Project for a Software Engineering course at SUNY New Paltz By: Nathan Gopee, CJ Jenks, and Mike Manzi
- Project Description
- System Diagram
- Example Input
- Example Output
- Prototype Code
- Benchmark Testing and Optimization
- Restrospective
This project is a web application that will generate a fractal image based on the Fibonacci sequence. The user will input a number, and the application will generate a fractal construction data and raw image based on the Fibonacci sequence up to that number. Clientside, the application will allow for scaling and panning of the Fibonacci fractal.
// Input is always primed with a json object discussing payload and output types and data
// Output is always a json object with the payload data and output data
// Example inputs:
{
inputType: 'json', // 'csv', json, file, database, ...
delimiter: ';', // if applicable. ignored if not
payloadData: "{maxElement: 20}", // is a path to a file, a json object, a csv string, a database connection, ...
outputType: 'payload', // 'csv', payload, file, database, ...

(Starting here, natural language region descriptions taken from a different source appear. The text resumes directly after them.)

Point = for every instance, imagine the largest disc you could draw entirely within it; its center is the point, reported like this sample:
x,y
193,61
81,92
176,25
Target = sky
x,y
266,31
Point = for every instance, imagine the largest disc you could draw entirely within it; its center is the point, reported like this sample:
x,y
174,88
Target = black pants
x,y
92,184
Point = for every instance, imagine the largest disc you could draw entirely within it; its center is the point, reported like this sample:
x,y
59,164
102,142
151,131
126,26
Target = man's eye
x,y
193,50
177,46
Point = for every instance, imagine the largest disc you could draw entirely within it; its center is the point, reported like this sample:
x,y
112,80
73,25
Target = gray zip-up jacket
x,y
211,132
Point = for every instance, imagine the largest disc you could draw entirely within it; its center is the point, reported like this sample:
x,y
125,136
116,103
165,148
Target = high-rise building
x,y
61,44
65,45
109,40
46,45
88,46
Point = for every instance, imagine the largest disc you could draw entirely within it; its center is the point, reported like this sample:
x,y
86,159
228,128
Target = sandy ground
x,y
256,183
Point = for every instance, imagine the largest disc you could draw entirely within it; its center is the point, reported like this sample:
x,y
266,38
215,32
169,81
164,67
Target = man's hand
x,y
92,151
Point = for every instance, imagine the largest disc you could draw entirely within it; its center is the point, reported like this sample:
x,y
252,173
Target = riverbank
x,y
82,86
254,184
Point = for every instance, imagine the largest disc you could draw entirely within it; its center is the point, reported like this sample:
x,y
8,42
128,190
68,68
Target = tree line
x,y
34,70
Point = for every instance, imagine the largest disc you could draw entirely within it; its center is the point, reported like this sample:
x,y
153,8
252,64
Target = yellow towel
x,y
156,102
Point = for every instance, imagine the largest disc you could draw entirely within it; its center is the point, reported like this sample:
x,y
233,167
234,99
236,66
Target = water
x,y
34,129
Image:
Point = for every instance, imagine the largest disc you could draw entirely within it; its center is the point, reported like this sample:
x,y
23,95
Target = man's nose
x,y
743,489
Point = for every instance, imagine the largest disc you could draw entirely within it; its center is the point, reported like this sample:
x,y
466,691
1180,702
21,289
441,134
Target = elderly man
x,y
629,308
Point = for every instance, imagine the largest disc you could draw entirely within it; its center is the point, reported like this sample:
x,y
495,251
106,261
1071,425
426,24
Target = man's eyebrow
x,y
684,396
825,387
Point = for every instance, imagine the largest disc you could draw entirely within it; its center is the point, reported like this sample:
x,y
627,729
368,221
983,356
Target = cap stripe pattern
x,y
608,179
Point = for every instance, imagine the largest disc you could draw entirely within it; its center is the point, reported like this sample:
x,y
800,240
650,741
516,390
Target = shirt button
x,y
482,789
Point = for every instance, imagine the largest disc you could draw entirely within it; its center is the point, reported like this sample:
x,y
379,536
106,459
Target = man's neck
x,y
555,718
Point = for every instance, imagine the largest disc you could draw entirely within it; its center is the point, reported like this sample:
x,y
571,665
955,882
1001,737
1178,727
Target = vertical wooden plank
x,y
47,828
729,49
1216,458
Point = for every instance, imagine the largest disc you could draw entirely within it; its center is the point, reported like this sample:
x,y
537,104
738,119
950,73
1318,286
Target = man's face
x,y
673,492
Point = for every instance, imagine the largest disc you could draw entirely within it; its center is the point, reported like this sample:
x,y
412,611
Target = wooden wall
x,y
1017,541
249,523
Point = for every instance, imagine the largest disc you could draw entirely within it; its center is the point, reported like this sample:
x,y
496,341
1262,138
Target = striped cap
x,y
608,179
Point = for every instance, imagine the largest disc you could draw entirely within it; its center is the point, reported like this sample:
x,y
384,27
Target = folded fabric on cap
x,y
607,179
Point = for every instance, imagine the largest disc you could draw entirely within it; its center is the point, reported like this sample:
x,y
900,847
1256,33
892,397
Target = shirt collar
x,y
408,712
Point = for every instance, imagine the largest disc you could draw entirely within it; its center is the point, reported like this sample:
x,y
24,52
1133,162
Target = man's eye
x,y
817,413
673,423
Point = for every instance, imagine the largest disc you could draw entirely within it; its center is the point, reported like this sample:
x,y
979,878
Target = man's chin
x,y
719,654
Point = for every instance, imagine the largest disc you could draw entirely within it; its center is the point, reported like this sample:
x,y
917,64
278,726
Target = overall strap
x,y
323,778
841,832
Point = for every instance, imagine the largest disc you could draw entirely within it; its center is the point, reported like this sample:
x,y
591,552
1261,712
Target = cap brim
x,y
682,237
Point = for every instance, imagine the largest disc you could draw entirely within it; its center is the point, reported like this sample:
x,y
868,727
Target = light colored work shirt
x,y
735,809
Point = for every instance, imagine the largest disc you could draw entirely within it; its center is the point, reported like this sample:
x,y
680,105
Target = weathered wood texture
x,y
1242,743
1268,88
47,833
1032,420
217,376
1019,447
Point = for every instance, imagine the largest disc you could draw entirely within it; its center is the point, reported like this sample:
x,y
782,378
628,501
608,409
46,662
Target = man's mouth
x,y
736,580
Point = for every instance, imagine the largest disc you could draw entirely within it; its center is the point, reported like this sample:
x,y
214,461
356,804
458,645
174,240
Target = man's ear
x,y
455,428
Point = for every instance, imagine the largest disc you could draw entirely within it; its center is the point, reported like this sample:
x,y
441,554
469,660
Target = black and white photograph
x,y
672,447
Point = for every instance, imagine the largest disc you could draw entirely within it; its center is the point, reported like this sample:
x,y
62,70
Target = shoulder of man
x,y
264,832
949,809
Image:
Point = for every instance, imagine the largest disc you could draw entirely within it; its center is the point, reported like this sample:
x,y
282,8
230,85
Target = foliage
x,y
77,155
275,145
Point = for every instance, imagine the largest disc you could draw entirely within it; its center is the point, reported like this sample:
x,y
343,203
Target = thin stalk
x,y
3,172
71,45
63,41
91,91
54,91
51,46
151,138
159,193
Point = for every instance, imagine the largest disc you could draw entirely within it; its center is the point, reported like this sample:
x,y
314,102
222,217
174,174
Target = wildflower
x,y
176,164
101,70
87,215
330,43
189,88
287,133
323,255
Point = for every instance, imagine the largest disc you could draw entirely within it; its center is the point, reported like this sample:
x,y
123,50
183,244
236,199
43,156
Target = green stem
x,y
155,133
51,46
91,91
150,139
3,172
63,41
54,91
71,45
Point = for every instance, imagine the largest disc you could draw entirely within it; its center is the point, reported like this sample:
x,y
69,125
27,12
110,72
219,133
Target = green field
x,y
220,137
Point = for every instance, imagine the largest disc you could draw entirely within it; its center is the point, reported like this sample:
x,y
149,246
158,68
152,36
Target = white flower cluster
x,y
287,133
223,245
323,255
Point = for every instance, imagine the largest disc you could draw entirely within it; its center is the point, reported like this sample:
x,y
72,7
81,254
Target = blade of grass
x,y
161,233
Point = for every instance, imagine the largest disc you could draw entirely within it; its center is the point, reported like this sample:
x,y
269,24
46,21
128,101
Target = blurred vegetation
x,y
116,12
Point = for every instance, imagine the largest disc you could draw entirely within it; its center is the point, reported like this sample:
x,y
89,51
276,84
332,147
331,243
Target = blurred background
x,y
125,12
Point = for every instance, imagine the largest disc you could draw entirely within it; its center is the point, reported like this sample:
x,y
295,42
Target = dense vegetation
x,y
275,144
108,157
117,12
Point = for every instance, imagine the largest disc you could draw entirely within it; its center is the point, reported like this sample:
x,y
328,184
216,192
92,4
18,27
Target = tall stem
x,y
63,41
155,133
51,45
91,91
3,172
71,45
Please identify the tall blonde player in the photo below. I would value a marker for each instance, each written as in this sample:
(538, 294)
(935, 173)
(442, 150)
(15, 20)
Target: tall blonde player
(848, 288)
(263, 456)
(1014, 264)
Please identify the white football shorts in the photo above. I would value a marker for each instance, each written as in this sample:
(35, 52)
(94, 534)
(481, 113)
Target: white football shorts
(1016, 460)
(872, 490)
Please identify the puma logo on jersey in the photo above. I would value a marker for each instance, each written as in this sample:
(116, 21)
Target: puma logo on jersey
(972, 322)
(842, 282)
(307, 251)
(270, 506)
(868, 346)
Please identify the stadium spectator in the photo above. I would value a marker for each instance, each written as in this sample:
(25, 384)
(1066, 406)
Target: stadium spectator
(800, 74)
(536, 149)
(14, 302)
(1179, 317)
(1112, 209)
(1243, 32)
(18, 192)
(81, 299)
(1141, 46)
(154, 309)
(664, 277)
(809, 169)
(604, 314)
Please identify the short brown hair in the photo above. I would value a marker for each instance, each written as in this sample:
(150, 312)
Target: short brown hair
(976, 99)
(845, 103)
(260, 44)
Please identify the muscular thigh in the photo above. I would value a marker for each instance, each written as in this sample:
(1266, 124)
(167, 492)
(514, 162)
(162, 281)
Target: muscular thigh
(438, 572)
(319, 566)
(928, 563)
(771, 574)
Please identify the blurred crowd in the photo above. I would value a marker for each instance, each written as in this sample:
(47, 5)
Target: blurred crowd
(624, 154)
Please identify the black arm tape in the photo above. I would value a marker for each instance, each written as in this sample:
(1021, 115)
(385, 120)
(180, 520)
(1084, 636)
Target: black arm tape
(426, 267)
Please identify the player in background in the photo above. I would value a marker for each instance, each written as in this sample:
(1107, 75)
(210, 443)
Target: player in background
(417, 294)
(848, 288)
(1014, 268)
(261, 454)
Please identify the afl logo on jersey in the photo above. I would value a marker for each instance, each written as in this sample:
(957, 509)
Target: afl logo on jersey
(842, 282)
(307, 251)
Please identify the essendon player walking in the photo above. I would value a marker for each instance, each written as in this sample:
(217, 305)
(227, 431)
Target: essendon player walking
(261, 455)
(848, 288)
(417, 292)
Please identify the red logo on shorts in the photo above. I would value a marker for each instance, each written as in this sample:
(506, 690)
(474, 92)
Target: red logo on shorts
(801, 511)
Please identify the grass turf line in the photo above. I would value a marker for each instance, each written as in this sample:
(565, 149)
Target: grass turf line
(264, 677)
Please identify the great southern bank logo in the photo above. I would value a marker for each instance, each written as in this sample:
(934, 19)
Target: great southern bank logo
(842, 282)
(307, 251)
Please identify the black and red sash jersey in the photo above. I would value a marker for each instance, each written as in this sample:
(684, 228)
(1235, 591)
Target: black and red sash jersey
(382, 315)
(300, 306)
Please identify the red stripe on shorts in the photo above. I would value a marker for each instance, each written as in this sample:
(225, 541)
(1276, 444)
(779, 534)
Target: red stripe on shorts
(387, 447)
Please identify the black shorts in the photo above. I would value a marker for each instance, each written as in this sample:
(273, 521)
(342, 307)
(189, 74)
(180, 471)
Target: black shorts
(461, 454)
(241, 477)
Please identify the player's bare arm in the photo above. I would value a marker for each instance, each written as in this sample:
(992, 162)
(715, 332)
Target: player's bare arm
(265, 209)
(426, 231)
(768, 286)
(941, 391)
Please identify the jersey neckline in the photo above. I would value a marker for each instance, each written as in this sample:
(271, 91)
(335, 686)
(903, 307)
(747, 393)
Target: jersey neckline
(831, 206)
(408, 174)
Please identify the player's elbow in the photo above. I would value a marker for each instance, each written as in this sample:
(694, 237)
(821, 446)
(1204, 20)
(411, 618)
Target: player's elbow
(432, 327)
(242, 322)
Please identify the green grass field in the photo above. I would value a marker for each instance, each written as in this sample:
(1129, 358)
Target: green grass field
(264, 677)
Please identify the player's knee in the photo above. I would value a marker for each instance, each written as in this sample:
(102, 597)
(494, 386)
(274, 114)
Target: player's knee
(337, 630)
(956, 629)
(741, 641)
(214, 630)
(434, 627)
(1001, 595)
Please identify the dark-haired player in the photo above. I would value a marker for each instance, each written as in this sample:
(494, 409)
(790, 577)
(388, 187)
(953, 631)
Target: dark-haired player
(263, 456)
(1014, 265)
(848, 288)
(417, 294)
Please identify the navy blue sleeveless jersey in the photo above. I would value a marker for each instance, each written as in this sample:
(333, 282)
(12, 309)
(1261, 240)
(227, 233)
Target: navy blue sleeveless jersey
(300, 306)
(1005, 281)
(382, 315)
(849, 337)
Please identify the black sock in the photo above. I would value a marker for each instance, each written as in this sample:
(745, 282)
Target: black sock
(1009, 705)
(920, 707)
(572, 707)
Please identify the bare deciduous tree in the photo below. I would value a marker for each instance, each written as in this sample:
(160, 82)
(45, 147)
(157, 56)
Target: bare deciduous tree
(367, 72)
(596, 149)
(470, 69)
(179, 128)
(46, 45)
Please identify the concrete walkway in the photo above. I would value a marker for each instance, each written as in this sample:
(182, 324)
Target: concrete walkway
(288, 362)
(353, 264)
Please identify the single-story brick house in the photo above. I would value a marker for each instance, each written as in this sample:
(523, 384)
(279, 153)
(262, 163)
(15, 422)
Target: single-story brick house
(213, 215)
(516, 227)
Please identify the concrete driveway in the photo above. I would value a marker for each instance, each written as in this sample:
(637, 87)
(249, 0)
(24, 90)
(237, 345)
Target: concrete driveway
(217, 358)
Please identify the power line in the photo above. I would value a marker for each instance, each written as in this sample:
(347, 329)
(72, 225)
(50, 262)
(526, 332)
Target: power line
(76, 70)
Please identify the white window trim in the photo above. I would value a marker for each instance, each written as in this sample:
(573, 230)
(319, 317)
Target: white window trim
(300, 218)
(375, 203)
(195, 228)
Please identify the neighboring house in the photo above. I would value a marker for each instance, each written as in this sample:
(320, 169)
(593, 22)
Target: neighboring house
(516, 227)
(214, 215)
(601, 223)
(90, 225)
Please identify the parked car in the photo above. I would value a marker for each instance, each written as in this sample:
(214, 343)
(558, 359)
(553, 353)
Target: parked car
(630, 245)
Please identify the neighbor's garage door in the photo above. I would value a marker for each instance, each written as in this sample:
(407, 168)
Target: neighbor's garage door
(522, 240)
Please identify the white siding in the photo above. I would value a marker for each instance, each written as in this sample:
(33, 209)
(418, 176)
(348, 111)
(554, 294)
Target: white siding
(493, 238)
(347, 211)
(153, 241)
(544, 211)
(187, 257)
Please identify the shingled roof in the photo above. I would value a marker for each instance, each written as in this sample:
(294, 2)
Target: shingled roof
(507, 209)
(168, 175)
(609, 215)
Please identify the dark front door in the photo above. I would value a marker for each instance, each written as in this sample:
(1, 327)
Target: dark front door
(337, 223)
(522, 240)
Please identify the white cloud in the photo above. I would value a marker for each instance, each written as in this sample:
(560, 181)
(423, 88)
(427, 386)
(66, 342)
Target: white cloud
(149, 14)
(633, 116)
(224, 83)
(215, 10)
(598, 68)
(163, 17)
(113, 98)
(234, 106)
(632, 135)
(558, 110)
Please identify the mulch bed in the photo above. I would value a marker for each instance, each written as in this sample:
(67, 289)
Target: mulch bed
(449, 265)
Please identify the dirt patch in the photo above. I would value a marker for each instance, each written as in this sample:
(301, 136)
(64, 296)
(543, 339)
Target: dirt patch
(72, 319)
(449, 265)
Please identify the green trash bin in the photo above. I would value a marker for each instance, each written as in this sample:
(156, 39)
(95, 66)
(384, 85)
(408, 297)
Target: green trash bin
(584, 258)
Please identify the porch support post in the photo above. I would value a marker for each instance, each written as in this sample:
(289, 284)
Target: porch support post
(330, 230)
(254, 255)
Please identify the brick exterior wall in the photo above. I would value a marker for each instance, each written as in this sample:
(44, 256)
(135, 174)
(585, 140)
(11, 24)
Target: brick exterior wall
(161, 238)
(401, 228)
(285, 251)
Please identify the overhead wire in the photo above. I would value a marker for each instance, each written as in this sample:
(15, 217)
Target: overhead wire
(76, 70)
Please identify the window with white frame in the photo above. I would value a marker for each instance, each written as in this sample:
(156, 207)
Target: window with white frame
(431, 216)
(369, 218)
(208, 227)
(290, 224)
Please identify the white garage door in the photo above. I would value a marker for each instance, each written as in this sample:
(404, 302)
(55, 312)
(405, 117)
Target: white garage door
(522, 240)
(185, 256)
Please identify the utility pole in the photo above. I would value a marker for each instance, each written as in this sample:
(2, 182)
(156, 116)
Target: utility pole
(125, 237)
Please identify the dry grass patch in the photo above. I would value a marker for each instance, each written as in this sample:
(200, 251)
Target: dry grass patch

outputData: "" // is a path to a file, a json object, a csv string, a database connection, ...
}
{
inputType: 'csv', // 'csv', json, file, database, ...
delimiter: ';', // if applicable. ignored if not
payloadData: "20", // is a path to a file, a json object, a csv string, a database connection, ...
outputType: 'csv', // 'csv', payload, file, database, ...
outputData: "" // is a path to a file, a json object, a csv string, a database connection, ...
}// Example outputs:
{
outputType: "json", // type of payload data
payloadData: {
maxElement: 20,
fibSequence: [1, 1, 2, 3, 5, 8, ...], // fib sequence
rectSequence: [[0,0], [0,1], [-1,-2], ...], // fractal rectangle offsets
pngBase64: "base64encodedstring", // image of fractal
}
}
{
outputType: "csv", // type of payload data
payloadData: "1,1,2,3,5,8,...;[0,0], [0,1], [-1,-2],...;base64encodedstring", // csv string
}Click to view Written without full api implementation. This is a quick and dirty demonstration of what the code should look like.
-
Initial Issues:
- Inefficient memory allocation caused memory exhaustion and prolonged execution times exceeding 20+ minutes.
-
Memory Optimization with HashMap:
- Implemented a caching mechanism using a HashMap to optimize the computation algorithm.
- Stored previously calculated Fibonacci values in the HashMap for reuse, reducing the memory footprint and improving efficiency.
-
Impact of Optimization:
- Memory usage became more efficient, preventing memory exhaustion issues post-optimization.
- Computation time was drastically reduced, ensuring computations were completed within a reasonable timeframe.
-
Benchmark Results:
- Reran integration tests to evaluate performance improvements.
- Optimized compute engine showcased significantly faster execution times and stable memory usage compared to the initial implementation.
- Integration tests validated that requests were processed within an acceptable duration and met performance requirements.
The Vue.js application is not implemented with gRPC
The Vue.js application uses axios, a promise-based HTTP client, to send HTTP requests to the server. This is evident in the startComputeJob, pollJobStatus, and fetchJobResults methods in the App.vue file. While HTTP/axios is a common choice for client-server communication in web applications, it does not utilize the benefits of gRPC such as efficient binary serialization, HTTP/2 protocol advantages, and full-duplex streaming.
Implementing gRPC in a Vue.js application requires knowledge of gRPC concepts, protobufs, and how to set up a gRPC client in JavaScript. We also may just be inexperienced with gRPC usage in JavaScript.
The decision to use gRPC or HTTP could be influenced by various project requirements or constraints, such as the need for real-time communication, the complexity of the transmitted data structures, the need for low latency, and the supported technologies of the server and client platforms. The requirements or constraints did not necessitate the use of gRPC, and to be honest, HTTP/axios was better at the moment for its simplicity and ease of use.
The server-side implementation needs to support gRPC for the Vue.js application to use it. If the server-side implementation uses technologies that do not support gRPC or are not set up to handle gRPC requests, we cannot use gRPC in the Vue.js application. In this case, the server-side implementation uses Java and gRPC, so this is not a limiting factor.
Mike was tired and really didn’t want to. Implementing gRPC in the Vue.js application would require significant changes to the codebase and could introduce new complexities and challenges. Mike would need to weigh the benefits of using gRPC, such as improved performance and efficiency, against these costs. If the benefits do not outweigh the costs, it would be rational to continue using HTTP/axios.
To address this issue, we could learn about gRPC and how to use it in a Vue.js application. They could then refactor the startComputeJob, pollJobStatus, and fetchJobResults methods to use a gRPC client instead of axios. This would also involve updating the server-side implementation to handle the gRPC requests from the Vue.js application. However, we should also consider the project requirements and constraints and evaluate whether the benefits of using gRPC outweigh the time it would take.